I am using a refractometer and its pretty easy to read. I agree with your points on the inaccuracy of nutrition labels...upon further reading it seems like by law labels can vary from the correct number by 20%. So something with 30 grams of sugar in it could have 36g or 24g.
 
I am using a refractometer and its pretty easy to read. I agree with your points on the inaccuracy of nutrition labels...upon further reading it seems like by law labels can vary from the correct number by 20%. So something with 30 grams of sugar in it could have 36g or 24g.

OK... but a refractometer like ANY measuring tool has its own inherent tolerances (plus or minus X) and the material to be measured may have some impact on the reliability and accuracy of the results. Might the color of the apple juice have any impact on the refraction of light? Might the size of the fruit particulates in the juice have any effect? And I am ignoring the role of the user in reading the results.
 
OK... but a refractometer like ANY measuring tool has its own inherent tolerances (plus or minus X) and the material to be measured may have some impact on the reliability and accuracy of the results. Might the color of the apple juice have any impact on the refraction of light? Might the size of the fruit particulates in the juice have any effect? And I am ignoring the role of the user in reading the results.
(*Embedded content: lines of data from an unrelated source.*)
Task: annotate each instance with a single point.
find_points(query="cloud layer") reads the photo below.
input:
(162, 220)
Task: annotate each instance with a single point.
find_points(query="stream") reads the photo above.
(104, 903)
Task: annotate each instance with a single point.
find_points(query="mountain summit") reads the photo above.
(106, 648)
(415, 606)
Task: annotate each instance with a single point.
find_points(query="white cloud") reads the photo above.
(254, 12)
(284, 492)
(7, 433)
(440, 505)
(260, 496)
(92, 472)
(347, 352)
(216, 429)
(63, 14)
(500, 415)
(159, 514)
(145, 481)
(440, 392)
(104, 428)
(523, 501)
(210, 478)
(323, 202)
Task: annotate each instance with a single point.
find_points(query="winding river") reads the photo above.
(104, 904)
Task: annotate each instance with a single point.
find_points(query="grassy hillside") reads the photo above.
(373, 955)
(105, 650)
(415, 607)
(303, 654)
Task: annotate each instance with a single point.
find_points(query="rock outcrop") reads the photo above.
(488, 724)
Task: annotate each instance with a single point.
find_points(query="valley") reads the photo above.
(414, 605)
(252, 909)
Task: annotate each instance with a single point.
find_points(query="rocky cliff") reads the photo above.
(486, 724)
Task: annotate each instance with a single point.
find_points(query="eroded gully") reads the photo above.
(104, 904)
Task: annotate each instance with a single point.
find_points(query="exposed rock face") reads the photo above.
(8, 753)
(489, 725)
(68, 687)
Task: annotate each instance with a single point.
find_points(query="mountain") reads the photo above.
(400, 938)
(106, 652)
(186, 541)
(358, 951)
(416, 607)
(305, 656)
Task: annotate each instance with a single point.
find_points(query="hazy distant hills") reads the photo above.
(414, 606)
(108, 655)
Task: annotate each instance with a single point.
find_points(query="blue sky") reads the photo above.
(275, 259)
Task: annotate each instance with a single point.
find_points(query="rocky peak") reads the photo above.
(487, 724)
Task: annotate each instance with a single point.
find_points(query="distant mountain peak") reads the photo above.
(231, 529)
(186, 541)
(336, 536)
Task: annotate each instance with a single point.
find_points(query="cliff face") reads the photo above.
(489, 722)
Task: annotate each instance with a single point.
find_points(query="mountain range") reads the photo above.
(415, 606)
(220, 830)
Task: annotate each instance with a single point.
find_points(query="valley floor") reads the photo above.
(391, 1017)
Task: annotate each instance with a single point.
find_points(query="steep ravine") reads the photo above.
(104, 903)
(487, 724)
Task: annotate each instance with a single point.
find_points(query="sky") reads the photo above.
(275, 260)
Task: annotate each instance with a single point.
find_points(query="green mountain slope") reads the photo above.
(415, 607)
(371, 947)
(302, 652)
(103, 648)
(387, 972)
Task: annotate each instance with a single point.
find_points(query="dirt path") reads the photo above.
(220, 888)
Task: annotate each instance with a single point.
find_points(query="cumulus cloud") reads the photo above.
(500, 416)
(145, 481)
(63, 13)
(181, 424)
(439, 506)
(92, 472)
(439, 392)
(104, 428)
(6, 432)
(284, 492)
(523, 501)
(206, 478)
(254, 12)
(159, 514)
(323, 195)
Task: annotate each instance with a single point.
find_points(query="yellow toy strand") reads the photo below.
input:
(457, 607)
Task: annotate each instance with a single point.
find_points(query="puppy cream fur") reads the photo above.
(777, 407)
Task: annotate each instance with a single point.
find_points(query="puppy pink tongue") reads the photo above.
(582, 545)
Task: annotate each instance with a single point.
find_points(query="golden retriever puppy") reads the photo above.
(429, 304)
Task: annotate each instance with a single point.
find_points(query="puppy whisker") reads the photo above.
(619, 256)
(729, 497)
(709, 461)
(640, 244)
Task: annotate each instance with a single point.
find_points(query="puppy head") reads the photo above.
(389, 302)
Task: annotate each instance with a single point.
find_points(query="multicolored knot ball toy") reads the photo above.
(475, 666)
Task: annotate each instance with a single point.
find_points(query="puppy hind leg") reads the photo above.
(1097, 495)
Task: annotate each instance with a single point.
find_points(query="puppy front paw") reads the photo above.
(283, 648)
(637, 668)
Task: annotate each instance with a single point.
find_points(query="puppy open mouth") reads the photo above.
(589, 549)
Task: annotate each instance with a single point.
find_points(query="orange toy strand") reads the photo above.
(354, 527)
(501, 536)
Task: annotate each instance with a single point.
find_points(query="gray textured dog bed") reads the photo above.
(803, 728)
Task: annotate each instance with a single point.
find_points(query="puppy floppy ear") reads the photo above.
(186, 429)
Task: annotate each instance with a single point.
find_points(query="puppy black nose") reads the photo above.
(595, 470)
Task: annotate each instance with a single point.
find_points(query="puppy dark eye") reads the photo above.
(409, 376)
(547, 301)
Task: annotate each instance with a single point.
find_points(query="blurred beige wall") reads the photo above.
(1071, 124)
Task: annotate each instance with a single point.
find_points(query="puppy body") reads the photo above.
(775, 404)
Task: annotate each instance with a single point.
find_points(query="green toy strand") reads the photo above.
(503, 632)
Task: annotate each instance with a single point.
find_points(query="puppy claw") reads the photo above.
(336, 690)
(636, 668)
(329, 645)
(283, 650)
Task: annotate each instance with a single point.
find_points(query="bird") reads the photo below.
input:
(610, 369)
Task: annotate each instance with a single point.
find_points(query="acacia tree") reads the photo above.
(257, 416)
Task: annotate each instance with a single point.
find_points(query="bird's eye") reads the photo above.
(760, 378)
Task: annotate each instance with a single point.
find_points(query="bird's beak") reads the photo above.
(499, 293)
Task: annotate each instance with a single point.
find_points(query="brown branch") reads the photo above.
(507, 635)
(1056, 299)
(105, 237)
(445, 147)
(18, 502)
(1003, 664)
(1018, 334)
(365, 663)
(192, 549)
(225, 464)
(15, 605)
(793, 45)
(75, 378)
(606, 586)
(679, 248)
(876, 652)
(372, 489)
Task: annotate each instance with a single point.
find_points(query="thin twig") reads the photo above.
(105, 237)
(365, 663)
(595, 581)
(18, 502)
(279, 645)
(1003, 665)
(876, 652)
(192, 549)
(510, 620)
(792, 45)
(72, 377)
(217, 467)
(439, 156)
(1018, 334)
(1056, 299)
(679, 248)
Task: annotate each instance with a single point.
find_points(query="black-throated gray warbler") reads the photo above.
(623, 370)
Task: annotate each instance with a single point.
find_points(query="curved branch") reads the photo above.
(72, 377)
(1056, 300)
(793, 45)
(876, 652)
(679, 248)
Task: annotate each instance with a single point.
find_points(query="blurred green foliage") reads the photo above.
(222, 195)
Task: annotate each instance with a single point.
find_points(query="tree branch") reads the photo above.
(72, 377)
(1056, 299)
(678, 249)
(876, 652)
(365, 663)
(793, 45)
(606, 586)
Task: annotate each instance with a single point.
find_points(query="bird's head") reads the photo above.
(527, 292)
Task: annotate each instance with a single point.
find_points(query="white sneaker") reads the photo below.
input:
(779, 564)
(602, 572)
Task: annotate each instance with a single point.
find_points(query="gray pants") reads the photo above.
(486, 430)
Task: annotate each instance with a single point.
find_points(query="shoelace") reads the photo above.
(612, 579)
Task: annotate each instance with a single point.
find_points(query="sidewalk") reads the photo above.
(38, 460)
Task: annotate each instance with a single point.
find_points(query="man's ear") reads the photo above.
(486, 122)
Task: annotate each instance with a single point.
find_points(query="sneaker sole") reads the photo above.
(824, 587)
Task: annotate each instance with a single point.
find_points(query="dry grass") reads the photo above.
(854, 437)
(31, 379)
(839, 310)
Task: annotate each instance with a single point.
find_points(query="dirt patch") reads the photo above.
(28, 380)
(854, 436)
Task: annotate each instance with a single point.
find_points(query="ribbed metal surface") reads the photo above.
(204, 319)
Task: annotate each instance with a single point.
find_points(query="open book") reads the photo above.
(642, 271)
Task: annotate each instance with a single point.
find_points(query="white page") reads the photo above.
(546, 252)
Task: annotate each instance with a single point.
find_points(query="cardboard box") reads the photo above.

Sure neither a refractometer nor a hydrometer are perfect - i just personally think you are less likely to error reading a refractometer. I don't believe the color of a solution has any effect a refractometry - color is absorption we are looking at refracted light. I don't believe fruit particles have any effect on bending light either - they scatter light but that light does not contribute greatly to the amount of light that makes it through the prism even in the most extreme cases. They may lead to some broadening of the refraction line in extreme cases but that would be visible to the viewer. Industry uses refractometers to measure the sugar content of tomato paste! Maybe we could start a thread on refractometry :)
 
I keep a house cider on tap. Have an Amazon subscribe and save order to deliver 8 gallons of Mott's to my house monthly (kid/wife go through ~3/month, cider with other 5). Take OG every batch after pouring into fermenter (so it is somewhat mixed), regularly get 1.050, never been off by more than a point, YMMV but mine has not.

I did make EdWort's Apfelwein once with Wal-Mart store brand. Didn't take a reading of just the juice, but after adding 2lbs of Dextrose I was only at 1.056, obviously there is a big difference between juice brands (at least cheapo store brands).
 
I see a pattern here. This guy asks for help with his question, then tells everyone that tries to help that they are wrong.